What you’re reading this the result of dictation from an M2 Max Macbook Pro, to which I upgraded after some time of pretty much just realizing that I needed a new computer.
I don’t know how good it is going to be, but I have expectations that it will be a little better compared to what we have on the iPhone and other devices that we can use as part of the Apple system. So far, it seems there are some issues with the system because it recognizes some words incorrectly – partly that could be because I am pronouncing those words in a way that is not really concordant with what the algorithm is able to imitate. Hence, it ends up transcribing the wrong things, because what it hears is, in fact, something incomprehensible.

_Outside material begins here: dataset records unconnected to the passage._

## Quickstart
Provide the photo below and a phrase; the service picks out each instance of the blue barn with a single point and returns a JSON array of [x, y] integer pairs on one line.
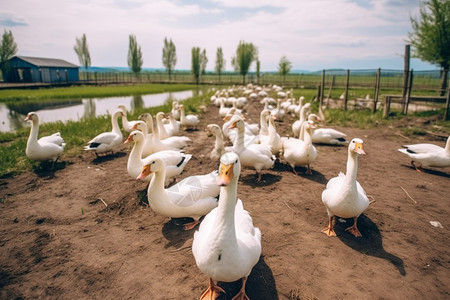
[[37, 69]]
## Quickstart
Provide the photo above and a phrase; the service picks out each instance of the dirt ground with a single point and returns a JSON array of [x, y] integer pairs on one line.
[[82, 231]]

When it comes to automatic speech recognition, the algorithms that process our speech face problems when the expected input is ambiguous and can possibly match several possible outputs. The automatic speech recognition function is, after all, based on making predictions, based on the likely input that would be expected from a user over time. In the event that the prediction made by the algorithm is incorrect, the software may be penalized as a result of the input not matching the prediction. The ultimate goal is to have a scenario where every prediction generated by the model, as the person speaks, matches what the person intended to say with the least possible corrections required.
Let’s start with the voice’s pitch and ambient noise.

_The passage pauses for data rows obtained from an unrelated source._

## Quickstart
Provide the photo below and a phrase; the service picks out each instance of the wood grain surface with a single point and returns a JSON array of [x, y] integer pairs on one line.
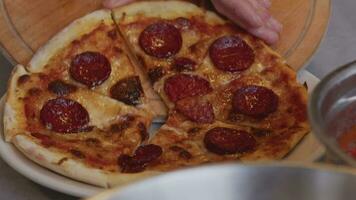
[[26, 25]]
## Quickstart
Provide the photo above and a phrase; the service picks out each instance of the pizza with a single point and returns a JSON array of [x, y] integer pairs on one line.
[[84, 104]]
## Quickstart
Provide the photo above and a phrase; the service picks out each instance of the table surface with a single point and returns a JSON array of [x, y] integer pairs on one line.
[[338, 48]]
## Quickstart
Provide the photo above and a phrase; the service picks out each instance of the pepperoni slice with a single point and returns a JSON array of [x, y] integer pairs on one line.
[[196, 111], [184, 64], [181, 86], [148, 153], [143, 156], [90, 68], [231, 53], [128, 90], [61, 88], [222, 141], [161, 40], [255, 101], [64, 116]]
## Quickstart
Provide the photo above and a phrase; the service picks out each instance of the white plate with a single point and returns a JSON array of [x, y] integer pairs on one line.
[[307, 151]]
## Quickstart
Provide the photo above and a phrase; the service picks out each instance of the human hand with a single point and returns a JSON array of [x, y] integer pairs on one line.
[[115, 3], [252, 15]]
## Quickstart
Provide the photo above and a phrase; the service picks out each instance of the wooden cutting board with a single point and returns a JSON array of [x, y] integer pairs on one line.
[[27, 25]]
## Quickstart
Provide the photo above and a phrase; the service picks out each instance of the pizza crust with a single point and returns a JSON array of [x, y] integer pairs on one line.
[[69, 167], [73, 31], [14, 120], [164, 10]]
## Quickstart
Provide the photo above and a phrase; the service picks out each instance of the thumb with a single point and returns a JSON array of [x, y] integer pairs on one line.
[[115, 3]]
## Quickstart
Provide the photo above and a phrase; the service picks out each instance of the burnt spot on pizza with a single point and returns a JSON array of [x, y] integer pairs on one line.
[[118, 128], [122, 125], [143, 131], [155, 74], [45, 140], [75, 42], [128, 90], [184, 64], [76, 153], [182, 153], [194, 48], [261, 132], [193, 131], [185, 155], [235, 117], [143, 156], [112, 34], [61, 161], [61, 88], [118, 50], [34, 91], [43, 77], [182, 23], [141, 60], [92, 142], [23, 79]]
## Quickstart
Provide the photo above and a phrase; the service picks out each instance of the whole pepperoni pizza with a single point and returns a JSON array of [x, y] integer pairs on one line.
[[84, 103]]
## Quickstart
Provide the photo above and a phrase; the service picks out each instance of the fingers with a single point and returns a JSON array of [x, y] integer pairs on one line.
[[239, 11], [252, 15], [274, 25], [115, 3], [266, 34], [265, 3]]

For an algorithm to receive the correct input, the sound it receives should match the specific waveforms used in the training dataset that guided the development of the automatic speech recognition system. If there is a deviation in the sound pattern, either due to ambient noise or tone of voice, the generated text can be inaccurate because the system receives problematic inputs in the first place. This is natural, because if you feed garbage in, you will naturally receive garbage out. There is a sort of equivalent exchange at play.

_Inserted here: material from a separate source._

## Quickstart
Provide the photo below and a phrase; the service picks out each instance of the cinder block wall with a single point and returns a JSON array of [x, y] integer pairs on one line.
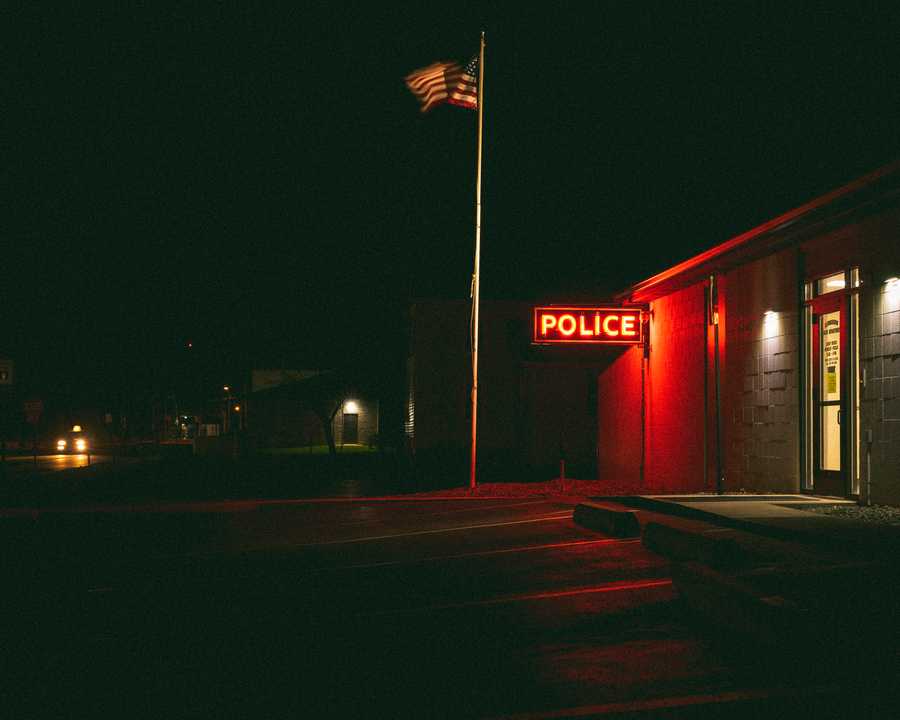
[[880, 401], [760, 408]]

Let’s now talk about something different altogether – the device’s processing power. I’m not sure if this is a factor with the automatic speech recognition system on Apple devices, but I suspect it is. Each device needs to perform complex calculations that allow it to make predictions at a relatively high rate of 100 to 130 words per minute. If you look into the memory usage of the computer as it performs this process, you may see that the memory does not get consumed at a high degree – that is something I plan to test in the coming days.
The last possibility is that there is a problem with the algorithm itself in recognizing certain patterns of waves. There can be some variation depending on the quality of the input, but it’s also possible that the algorithm used to process the data can make mistakes on occasion. I’m confident that Apple is making strides to improve the output quality of its algorithms, and for that reason, I am optimistic about the improvements they can bring about.
I give this much thought because it is one of the most important aspects of any generative artificial intelligence system. These systems rely on good input into the algorithms, and speech recognition systems are extremely important as sources of input. As we interact with natural language on a daily basis, which is often faster than typing or pressing buttons on our devices, I believe that accurate dictation and procedural proofreading of our daily writing will lead us to a new era of AI.
I can’t wait to see what the future holds, particularly as we approach the end of 2023 with developments like iOS 17, AI generators, and all the different forms of technology that are becoming more prevalent. Time passes, and it is somewhat sad to think that we are coming closer to the end of our lives before these things come to fruition – still, the show is not over until it is over, and I can’t wait to see what is going to come!